The person behind that artwork—and yes, it is an artwork, not just a clout-chasing marketing ploy meant to be gawked at—is Anna Uddenberg, whose oddball creations have been exhibited at institutions like the Moderna Museet in Stockholm and the now-defunct Marciano Art Foundation in Los Angeles. For the Balenciaga campaign, Uddenberg’s works were photographed by artist Kristina Nagel who, like the artist, is based in Berlin.
As it happens, that blue sculpture wasn’t the only one Uddenberg produced for the fashion house. Another, titled Tanya, features a female figure wearing a plaid jumpysuit and harnesses, along with Balenciaga’s lime-green high-heeled Crocs. That figure is shown attending to a dysfunctional stroller that does not contain a sitter—not that it exactly could host one, given that it doesn’t include a seat. According to Vogue Scandinavia, Balenciaga comissioned these works intended to works to mix “the alien with the familiar.”
Such a phrase could be applied to much of Uddenberg’s output. The sculptures for which she is best known feature female bodies presented in extreme—and often sexualized—states. Her best-known work, Journey of Self Discovery (2016), features a woman using a selfie stick to snap a picture of her thonged behind; it first appeared at the 2016 Berlin Biennale, where it was panned by critics such as Jason Farago, who wrote in the Guardian, “From the Pergamon to this in 2,000 years.” Other works have featured partially naked female forms, which appear to emerge from suitcases and pieces of furniture that seem better fit for the set of a sci-fi movie than one’s home.
As it happens, Uddenberg has enlisted Crocs in her works before, with some of her futuristic-looking women even donning them in some cases. Uddenberg’s work is often hard to parse, though it’s possible that her use of Crocs and contorted poses is part of a larger inquiry into “basic” fashion styles and the marketing of them toward women. “I think the link between feminine expressions and conformist consumer options is the idea that it’s done for someone else’s pleasure and therefore it’s connected to victimhood,” she told Pin-Up Magazine in 2018.
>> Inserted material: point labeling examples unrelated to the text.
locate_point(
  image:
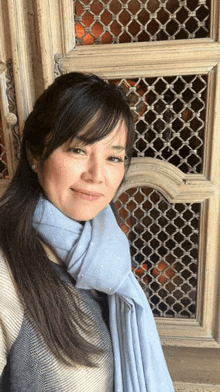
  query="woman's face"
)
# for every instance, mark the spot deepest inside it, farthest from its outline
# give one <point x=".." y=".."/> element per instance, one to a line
<point x="82" y="180"/>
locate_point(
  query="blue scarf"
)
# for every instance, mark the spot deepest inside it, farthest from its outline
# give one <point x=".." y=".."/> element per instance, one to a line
<point x="97" y="255"/>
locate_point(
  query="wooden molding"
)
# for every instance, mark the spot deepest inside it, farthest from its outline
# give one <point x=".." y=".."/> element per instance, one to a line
<point x="176" y="186"/>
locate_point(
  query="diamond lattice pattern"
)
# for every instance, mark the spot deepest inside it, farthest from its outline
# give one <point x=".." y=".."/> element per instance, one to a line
<point x="169" y="114"/>
<point x="121" y="21"/>
<point x="164" y="241"/>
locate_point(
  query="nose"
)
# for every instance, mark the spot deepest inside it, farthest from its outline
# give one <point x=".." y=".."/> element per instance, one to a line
<point x="94" y="171"/>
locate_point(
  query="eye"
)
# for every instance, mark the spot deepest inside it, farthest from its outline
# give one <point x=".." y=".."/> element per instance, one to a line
<point x="76" y="150"/>
<point x="115" y="159"/>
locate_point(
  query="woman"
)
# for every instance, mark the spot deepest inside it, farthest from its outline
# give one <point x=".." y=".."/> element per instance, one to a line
<point x="72" y="315"/>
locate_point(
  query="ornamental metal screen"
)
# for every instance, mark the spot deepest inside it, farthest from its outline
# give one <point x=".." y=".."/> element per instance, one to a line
<point x="164" y="241"/>
<point x="3" y="157"/>
<point x="120" y="21"/>
<point x="170" y="115"/>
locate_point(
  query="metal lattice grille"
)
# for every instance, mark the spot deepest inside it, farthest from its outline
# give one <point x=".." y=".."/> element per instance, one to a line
<point x="164" y="241"/>
<point x="3" y="157"/>
<point x="121" y="21"/>
<point x="170" y="114"/>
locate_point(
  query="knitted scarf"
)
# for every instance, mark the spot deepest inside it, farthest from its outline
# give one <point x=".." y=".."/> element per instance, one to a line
<point x="97" y="256"/>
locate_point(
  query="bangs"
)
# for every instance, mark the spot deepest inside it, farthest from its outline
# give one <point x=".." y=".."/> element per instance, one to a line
<point x="88" y="126"/>
<point x="99" y="127"/>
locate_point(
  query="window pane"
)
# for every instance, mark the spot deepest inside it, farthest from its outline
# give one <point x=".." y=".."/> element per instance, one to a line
<point x="121" y="21"/>
<point x="164" y="240"/>
<point x="170" y="114"/>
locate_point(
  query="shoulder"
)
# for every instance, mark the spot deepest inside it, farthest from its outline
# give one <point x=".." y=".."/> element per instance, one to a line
<point x="11" y="311"/>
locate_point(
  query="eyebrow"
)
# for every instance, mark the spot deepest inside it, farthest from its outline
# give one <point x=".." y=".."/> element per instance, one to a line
<point x="119" y="148"/>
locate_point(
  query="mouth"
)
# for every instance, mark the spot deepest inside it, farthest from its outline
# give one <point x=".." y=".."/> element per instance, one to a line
<point x="86" y="195"/>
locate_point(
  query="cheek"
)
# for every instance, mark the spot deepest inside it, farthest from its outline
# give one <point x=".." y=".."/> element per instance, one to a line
<point x="117" y="179"/>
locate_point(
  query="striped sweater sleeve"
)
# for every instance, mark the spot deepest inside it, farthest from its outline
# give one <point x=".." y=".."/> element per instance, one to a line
<point x="11" y="313"/>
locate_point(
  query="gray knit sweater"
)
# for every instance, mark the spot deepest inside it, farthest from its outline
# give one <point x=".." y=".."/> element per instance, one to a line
<point x="26" y="364"/>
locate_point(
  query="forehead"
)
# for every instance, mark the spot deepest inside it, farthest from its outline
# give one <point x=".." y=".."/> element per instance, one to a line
<point x="118" y="135"/>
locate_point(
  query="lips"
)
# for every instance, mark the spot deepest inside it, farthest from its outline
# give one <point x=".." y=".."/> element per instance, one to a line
<point x="86" y="195"/>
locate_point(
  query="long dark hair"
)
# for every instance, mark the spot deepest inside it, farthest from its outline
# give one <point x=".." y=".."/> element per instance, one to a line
<point x="76" y="104"/>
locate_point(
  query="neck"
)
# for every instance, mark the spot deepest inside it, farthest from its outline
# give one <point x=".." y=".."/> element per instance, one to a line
<point x="51" y="254"/>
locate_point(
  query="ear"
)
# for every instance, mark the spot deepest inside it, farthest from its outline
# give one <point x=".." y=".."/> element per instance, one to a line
<point x="33" y="161"/>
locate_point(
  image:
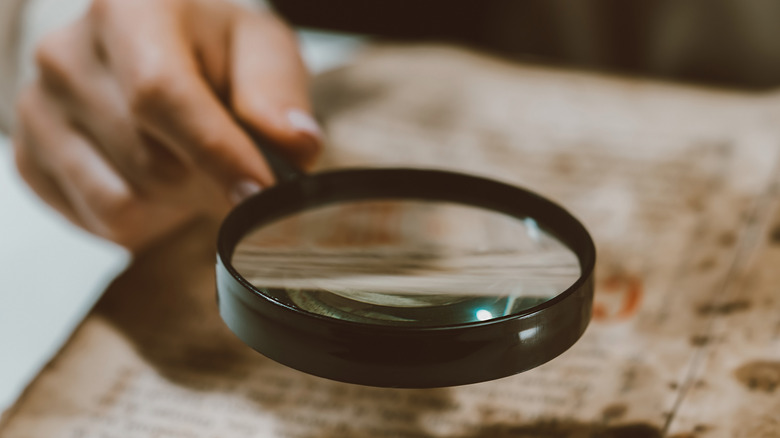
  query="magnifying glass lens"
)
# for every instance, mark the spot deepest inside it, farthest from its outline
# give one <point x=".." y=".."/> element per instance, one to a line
<point x="406" y="262"/>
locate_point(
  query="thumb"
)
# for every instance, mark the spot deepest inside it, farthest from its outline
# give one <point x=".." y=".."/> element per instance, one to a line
<point x="269" y="87"/>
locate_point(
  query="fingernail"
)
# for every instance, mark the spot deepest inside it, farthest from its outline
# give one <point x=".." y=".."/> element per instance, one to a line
<point x="303" y="122"/>
<point x="243" y="190"/>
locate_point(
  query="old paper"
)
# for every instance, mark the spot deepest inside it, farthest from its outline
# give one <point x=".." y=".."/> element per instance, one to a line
<point x="677" y="185"/>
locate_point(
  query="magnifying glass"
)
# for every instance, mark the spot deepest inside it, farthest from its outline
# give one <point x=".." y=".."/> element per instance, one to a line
<point x="403" y="277"/>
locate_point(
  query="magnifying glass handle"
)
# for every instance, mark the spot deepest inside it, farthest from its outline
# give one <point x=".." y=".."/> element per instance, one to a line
<point x="283" y="170"/>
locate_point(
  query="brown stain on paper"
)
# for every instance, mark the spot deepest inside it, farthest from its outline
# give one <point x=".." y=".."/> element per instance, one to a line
<point x="618" y="297"/>
<point x="722" y="309"/>
<point x="762" y="375"/>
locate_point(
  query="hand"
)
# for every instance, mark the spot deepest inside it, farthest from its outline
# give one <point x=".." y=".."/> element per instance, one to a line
<point x="130" y="129"/>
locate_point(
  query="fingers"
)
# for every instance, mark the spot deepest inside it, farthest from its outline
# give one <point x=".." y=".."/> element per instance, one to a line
<point x="169" y="98"/>
<point x="72" y="175"/>
<point x="74" y="78"/>
<point x="270" y="87"/>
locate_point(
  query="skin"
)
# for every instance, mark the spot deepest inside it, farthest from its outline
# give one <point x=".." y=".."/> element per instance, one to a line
<point x="133" y="127"/>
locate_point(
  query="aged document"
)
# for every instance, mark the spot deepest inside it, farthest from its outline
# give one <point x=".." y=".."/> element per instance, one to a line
<point x="678" y="185"/>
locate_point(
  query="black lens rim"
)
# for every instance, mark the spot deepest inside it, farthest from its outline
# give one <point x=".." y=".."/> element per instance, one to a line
<point x="403" y="356"/>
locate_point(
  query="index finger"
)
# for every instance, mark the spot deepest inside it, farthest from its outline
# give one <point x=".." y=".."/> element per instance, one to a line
<point x="158" y="70"/>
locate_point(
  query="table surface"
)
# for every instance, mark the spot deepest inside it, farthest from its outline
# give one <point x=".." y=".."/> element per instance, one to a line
<point x="54" y="272"/>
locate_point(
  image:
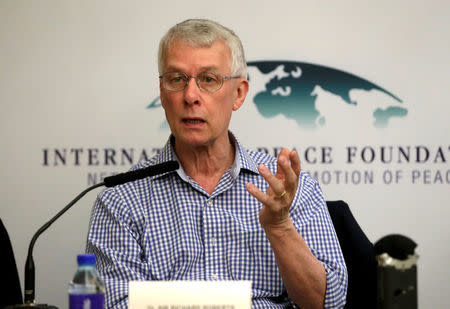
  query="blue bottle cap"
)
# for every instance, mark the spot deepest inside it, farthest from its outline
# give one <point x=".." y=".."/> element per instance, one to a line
<point x="86" y="259"/>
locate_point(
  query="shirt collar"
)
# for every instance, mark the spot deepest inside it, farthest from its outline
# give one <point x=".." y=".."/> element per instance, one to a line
<point x="242" y="160"/>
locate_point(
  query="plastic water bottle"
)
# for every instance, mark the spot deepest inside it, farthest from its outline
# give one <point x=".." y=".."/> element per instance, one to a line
<point x="86" y="291"/>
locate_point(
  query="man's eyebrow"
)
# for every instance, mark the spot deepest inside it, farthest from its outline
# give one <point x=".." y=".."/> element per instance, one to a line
<point x="208" y="68"/>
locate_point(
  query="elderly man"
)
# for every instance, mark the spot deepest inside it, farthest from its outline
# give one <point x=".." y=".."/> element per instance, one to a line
<point x="228" y="213"/>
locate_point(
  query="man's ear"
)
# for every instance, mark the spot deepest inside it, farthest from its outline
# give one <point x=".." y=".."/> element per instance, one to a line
<point x="242" y="90"/>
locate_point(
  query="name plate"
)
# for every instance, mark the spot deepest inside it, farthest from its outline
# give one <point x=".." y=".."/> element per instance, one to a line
<point x="189" y="295"/>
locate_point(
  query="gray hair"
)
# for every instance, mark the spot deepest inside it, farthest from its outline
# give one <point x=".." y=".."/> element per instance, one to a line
<point x="203" y="33"/>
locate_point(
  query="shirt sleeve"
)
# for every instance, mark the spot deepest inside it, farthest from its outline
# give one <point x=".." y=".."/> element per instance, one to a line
<point x="313" y="222"/>
<point x="113" y="238"/>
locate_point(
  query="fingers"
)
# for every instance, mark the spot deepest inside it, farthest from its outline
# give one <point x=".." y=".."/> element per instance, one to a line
<point x="288" y="168"/>
<point x="275" y="183"/>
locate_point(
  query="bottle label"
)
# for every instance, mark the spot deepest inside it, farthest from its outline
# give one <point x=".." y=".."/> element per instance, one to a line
<point x="87" y="301"/>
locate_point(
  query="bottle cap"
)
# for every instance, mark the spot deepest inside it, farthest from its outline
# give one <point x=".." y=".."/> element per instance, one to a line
<point x="86" y="259"/>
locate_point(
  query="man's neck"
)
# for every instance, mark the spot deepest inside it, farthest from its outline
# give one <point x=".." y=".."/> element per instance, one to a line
<point x="206" y="164"/>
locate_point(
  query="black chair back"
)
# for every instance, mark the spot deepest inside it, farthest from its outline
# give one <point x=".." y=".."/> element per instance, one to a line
<point x="359" y="256"/>
<point x="11" y="293"/>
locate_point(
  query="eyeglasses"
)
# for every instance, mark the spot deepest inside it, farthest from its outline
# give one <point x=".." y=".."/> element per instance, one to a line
<point x="206" y="81"/>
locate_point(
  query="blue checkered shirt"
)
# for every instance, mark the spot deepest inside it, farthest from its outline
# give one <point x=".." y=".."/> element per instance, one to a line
<point x="167" y="227"/>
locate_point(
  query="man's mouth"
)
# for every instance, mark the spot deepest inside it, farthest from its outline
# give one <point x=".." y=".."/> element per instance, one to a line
<point x="193" y="120"/>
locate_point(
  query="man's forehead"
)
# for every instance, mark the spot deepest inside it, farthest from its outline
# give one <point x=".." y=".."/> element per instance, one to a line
<point x="205" y="58"/>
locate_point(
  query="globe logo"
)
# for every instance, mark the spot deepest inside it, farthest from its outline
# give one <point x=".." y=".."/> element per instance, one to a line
<point x="315" y="96"/>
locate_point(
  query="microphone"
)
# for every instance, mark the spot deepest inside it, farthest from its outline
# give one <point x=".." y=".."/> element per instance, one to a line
<point x="29" y="291"/>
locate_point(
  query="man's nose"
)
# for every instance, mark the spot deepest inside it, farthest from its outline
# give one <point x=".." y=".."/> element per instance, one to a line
<point x="192" y="92"/>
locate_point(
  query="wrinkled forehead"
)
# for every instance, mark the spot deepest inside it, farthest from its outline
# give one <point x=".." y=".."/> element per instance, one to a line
<point x="208" y="55"/>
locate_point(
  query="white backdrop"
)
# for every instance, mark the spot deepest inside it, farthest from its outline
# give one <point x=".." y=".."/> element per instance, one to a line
<point x="77" y="77"/>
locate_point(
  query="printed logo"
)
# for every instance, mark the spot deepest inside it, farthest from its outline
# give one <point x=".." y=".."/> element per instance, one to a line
<point x="317" y="96"/>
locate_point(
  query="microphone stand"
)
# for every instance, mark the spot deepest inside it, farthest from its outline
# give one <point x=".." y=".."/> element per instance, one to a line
<point x="29" y="293"/>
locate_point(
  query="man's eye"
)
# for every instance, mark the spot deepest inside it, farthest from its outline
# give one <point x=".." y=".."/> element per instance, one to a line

Nagel’s photographs of the new Uddenberg sculptures had first appeared on Balenciaga’s social media, though the brand has since wiped all of its posts without explanation. (That brings Balenciaga one step short of Bottega Veneta, which drew a mix of confusion and fascination when it deleted its social media accounts altogether this past January.) The shoes are part of a campaign, with offerings priced at up to $695.